The world's third-largest economy will be boosted by double-digit growth in real estate investment and mild inflation, the State Council's Development Research Centre said Friday in a report published in the China Economic Times.
"In 2010, the external environment will remain rather grim but it will not deteriorate further," Zhang Liqun, a macroeconomist at the centre, said in the report.
Zhang added that exports -- a key driver of economic growth -- would start to grow again in the coming year.
The think tank's 2010 economic growth forecast is well above Beijing's oft-stated target of eight percent -- seen as crucial for job creation and ensuring social stability -- and is higher than estimates for 2009.
For 2010, the Asian Development Bank has put its economic growth forecast for China at 8.9 percent, while the International Monetary Fund predicted growth of nine percent.
China's economy grew by 8.9 percent in the third quarter of 2009 -- the fastest pace in a year -- after expanding by 7.9 percent in the second quarter and 6.1 percent in the first, the slowest pace in more than a decade.

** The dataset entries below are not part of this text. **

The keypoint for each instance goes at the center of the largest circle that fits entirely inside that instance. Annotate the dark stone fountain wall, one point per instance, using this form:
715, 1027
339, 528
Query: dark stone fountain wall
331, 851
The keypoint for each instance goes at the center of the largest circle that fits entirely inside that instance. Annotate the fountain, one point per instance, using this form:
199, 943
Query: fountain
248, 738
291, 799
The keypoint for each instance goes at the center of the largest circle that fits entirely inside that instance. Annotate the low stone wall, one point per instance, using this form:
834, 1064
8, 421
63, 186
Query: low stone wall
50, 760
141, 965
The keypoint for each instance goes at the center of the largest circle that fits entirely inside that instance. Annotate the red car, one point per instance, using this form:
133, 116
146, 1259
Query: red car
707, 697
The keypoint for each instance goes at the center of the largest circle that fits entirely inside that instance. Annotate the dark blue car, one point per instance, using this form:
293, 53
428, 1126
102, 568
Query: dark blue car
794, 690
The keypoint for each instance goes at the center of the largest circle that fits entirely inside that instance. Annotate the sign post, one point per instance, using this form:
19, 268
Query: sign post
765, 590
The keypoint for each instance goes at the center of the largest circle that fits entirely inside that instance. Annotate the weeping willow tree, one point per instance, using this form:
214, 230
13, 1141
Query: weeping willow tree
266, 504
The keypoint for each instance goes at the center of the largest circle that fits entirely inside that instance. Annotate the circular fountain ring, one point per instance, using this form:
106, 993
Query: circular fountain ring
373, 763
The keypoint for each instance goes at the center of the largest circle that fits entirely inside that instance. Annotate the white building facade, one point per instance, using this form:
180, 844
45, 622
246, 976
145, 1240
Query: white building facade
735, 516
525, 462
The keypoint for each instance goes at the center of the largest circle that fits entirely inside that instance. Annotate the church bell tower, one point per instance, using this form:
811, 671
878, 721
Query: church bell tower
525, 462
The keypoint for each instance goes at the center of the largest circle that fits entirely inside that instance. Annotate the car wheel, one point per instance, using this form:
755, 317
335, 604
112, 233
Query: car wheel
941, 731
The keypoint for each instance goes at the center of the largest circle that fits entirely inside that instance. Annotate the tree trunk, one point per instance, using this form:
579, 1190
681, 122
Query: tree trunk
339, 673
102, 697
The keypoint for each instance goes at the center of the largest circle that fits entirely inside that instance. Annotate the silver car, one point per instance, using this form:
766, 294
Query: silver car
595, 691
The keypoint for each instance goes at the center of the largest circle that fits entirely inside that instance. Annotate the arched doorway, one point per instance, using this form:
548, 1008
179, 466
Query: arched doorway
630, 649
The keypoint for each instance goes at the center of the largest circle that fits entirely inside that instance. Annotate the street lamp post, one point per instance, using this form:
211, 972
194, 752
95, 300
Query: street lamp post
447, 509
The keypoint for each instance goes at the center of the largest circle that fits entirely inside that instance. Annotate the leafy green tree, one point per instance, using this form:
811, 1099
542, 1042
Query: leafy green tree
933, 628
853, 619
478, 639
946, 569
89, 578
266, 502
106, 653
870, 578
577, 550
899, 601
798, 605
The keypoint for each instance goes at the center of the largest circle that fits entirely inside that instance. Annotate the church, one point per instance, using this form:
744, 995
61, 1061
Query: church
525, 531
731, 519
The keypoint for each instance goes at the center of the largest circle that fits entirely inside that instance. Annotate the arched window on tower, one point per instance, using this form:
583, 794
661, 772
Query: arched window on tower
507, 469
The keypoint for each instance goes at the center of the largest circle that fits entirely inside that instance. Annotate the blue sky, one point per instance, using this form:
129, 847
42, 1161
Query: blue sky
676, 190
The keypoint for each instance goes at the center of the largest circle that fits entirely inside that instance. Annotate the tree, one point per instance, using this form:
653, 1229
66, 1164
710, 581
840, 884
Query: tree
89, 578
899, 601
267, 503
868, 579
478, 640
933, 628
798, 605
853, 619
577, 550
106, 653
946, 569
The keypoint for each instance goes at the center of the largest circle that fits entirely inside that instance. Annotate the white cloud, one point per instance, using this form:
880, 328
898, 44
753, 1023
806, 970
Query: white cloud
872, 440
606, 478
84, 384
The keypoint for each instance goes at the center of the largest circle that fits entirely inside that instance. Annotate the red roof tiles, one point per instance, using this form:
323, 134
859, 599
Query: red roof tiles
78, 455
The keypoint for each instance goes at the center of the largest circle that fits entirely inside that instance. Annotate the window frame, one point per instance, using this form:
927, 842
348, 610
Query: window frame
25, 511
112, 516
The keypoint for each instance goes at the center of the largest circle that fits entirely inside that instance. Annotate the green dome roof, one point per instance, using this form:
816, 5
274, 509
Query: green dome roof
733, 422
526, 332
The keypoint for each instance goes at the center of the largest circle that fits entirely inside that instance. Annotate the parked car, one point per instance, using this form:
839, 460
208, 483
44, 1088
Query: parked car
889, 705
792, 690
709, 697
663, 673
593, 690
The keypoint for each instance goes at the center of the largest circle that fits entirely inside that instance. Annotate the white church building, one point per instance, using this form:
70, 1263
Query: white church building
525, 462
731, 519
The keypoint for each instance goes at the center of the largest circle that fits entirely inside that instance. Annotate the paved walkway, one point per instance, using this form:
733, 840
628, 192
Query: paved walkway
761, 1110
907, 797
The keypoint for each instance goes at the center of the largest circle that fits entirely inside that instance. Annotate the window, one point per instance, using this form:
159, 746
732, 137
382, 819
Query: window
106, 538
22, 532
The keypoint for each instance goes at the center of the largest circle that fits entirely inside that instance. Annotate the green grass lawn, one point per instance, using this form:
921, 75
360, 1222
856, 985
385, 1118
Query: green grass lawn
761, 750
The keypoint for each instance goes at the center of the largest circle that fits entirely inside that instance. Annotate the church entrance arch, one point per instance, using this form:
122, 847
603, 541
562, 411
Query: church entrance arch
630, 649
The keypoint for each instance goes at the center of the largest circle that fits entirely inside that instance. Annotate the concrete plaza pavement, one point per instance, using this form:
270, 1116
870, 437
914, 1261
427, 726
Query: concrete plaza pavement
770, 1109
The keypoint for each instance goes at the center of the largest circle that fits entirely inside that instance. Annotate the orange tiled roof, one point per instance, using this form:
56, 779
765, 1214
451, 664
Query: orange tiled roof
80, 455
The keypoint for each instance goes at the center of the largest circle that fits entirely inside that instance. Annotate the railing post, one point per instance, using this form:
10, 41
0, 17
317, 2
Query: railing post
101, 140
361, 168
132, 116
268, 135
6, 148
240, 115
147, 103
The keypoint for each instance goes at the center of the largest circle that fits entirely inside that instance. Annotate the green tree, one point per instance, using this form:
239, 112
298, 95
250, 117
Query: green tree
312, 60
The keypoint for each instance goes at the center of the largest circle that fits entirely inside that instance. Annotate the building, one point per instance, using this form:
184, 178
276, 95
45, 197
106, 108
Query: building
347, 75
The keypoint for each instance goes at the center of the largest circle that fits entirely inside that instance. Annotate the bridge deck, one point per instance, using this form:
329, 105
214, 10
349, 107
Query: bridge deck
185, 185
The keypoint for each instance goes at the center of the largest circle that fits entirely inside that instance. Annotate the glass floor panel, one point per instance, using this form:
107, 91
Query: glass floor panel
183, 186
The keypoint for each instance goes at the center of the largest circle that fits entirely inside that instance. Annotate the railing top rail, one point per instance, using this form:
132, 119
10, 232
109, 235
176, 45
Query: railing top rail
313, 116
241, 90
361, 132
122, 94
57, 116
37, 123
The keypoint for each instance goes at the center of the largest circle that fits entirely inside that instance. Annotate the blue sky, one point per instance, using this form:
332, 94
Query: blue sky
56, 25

Zhang said real estate investment was expected to grow by 30 to 40 percent in 2010 and become the "main source driving investment growth".
China last month vowed to tighten supervision of the real estate market to curb "overly fast" price rises that have raised fears of a property market bubble.
The country's consumer price index, a key measure of inflation, is estimated to remain below three percent, Zhang said.